Digital Distributors - Amazon & Netflix
Before the early 1990s, books and movies were purchased or rented from brick-and-mortar distributors.
But Amazon changed all that by taking advantage of the new technology of the internet to innovate in the industry. Customers could browse inventory online and then order a book directly to their homes. Over the years, Amazon would apply this same innovation to other product markets, to become, in 2023, the 5th most valuable company in the world. Traditional booksellers like Barnes and Noble and Borders, meanwhile, were consigned to the pages of history.
A similar story can be seen in the world of TV and Cinema. There, it was Netflix who introduced the innovation, again leveraging the internet to distribute DVDs, as Amazon did with books. Later, the company would repeat their innovative leap, though this time as the market leader, by shifting to a streaming model of distribution. Blockbusters, meanwhile, survives only as a novelty.

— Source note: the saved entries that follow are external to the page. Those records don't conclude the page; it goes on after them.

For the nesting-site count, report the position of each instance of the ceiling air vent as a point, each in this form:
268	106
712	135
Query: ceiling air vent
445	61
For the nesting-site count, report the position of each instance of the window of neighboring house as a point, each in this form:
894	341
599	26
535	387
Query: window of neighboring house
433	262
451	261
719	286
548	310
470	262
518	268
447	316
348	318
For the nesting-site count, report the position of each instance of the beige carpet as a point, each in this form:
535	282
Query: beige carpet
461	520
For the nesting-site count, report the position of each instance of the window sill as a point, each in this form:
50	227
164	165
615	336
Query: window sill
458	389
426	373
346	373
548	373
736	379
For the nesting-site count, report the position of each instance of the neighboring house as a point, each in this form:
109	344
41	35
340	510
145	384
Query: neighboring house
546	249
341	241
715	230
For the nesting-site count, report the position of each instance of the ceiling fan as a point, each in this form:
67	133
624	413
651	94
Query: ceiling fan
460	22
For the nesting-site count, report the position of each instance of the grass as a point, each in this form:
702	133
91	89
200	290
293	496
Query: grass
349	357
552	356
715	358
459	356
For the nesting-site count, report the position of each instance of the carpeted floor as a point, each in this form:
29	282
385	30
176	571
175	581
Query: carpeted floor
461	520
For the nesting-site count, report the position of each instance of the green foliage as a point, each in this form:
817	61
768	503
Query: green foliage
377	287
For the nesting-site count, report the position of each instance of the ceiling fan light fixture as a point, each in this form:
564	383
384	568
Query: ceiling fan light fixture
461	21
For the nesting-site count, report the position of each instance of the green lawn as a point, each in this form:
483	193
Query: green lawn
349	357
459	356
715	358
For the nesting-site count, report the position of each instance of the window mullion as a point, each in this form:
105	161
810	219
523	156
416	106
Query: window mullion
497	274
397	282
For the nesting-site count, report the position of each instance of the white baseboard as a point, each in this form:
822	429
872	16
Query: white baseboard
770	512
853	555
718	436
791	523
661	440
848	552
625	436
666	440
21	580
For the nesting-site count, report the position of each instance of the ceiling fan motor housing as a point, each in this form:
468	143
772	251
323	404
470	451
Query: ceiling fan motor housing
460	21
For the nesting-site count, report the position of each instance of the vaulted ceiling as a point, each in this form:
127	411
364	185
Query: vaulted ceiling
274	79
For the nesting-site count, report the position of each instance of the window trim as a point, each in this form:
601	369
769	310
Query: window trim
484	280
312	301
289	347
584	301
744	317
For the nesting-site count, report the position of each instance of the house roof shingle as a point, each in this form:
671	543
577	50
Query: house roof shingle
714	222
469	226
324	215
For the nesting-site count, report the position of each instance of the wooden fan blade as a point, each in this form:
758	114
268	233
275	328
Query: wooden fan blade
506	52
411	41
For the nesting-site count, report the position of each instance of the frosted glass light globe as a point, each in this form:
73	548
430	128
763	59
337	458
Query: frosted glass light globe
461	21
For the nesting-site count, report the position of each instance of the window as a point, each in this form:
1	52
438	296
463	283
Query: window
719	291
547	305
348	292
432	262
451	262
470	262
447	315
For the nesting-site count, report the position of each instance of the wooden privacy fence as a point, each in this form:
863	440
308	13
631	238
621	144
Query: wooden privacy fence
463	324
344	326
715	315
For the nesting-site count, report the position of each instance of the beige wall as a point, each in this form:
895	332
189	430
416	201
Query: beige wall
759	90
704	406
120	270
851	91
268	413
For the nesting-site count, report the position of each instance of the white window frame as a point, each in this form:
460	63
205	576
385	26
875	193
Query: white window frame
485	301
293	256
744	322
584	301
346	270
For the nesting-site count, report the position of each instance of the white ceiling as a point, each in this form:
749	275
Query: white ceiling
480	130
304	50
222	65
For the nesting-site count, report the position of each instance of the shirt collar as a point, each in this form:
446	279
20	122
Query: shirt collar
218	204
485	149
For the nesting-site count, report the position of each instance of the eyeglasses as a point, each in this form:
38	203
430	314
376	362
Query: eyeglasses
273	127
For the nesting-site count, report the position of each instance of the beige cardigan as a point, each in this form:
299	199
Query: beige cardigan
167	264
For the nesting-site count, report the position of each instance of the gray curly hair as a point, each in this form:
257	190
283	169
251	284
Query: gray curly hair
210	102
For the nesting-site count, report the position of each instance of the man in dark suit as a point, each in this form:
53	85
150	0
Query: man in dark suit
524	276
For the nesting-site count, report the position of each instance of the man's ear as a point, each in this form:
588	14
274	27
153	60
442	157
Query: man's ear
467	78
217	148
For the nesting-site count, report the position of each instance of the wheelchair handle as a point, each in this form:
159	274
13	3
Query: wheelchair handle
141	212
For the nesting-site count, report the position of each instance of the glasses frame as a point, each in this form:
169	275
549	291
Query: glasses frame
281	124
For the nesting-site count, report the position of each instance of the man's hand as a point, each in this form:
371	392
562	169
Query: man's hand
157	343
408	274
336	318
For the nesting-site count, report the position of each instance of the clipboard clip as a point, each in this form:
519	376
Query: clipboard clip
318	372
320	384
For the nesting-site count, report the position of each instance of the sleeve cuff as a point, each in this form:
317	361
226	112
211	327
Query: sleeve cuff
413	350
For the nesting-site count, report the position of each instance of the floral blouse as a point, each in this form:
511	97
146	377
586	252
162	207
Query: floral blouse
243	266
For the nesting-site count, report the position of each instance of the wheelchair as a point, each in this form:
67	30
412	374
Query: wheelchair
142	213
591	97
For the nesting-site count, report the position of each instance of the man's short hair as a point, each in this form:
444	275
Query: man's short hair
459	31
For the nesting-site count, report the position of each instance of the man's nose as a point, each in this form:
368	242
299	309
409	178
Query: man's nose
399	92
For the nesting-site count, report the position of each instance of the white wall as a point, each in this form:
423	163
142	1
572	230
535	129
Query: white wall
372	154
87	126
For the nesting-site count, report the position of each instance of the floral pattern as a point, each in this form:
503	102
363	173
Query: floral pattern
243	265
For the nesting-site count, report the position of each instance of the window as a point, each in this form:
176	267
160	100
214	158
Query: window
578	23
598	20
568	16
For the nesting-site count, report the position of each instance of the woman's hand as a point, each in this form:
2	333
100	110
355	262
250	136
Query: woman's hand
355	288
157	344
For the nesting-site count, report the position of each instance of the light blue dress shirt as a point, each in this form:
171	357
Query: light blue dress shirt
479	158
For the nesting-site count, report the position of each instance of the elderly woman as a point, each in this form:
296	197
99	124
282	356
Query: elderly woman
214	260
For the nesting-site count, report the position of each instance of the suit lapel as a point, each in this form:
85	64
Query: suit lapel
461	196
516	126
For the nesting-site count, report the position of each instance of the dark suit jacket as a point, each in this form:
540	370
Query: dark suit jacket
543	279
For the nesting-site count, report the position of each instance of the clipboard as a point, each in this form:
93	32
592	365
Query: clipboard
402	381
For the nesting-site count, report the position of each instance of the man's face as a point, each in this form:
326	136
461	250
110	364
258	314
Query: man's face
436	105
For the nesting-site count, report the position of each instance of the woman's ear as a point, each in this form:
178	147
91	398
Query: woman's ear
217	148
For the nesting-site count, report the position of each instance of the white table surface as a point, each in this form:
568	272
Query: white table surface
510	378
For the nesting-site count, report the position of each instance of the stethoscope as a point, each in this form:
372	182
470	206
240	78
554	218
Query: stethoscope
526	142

P2P Accommodation - Airbnb
Facing off against traditional accommodation booking services like Booking.com, Airbnb introduced the innovation of P2P, or peer-to-peer, commerce. That means that private property owners and customers could connect directly through Airbnb to offer low-cost alternatives to the traditional hotel industry. In its own study of the Airbnb case, Go Cardless, a payment provider, makes the crucial point that, although Airbnb started as a budget option targeting a narrow section of the market, ‘today, Airbnb provides luxury villas in addition to low-cost rooms - a disruptive innovation, stretching to all ends of the market’.
Disruptions of the Future - AI
We’ve barely begun to see the potential of AI technology, and, in some cases, its current implementations come with risks that must be managed. But it’s safe to say that its potential to learn and perform some tasks at exponentially faster rates than humans will lead to fundamental change across many industries.
How to disruptively innovate
In order to detect the potential for disruptive innovation in a particular industry, productivity specialists Inventium advises looking out for the four ‘Consumption Barriers’ that may be blocking access to a product or service for certain sections of the market. These barriers are:
- Cost - Are there people out there who cannot afford a certain product or service, but would otherwise be interested in it? By finding a way to make the product or service cheaper, you will be able to acquire these people as customers.
- Access - is accessing a product or service too difficult, complicated, or otherwise prohibitive? How could it be made simpler, easier, and more convenient for people?
- Time - Some products and services simply take too much time to make use of. Can you find a way to remove this limitation?
- Skill - Do the current products and services on the market present too great a learning curve or knowledge base for some to use? Is there a way to remove some of the work that might go into mastering a product?
Beyond the innovation
Besides simply identifying the right product or service, there are some other requirements that are necessary. It must also be the case that industry partners, such as suppliers, contractors and distributors, also benefit from the innovation. This is called a Coherent Value Network, and is crucial for ensuring an innovation takes hold in the marketplace.
There is always innovation, and always the possibility of disruption. By identifying and addressing consumption barriers and ensuring a coherent value, you’ll be able to ensure that the most radical innovator in your industry is you and, if you’re already the market leader, that the only organisation you’ll be disrupting will be your own.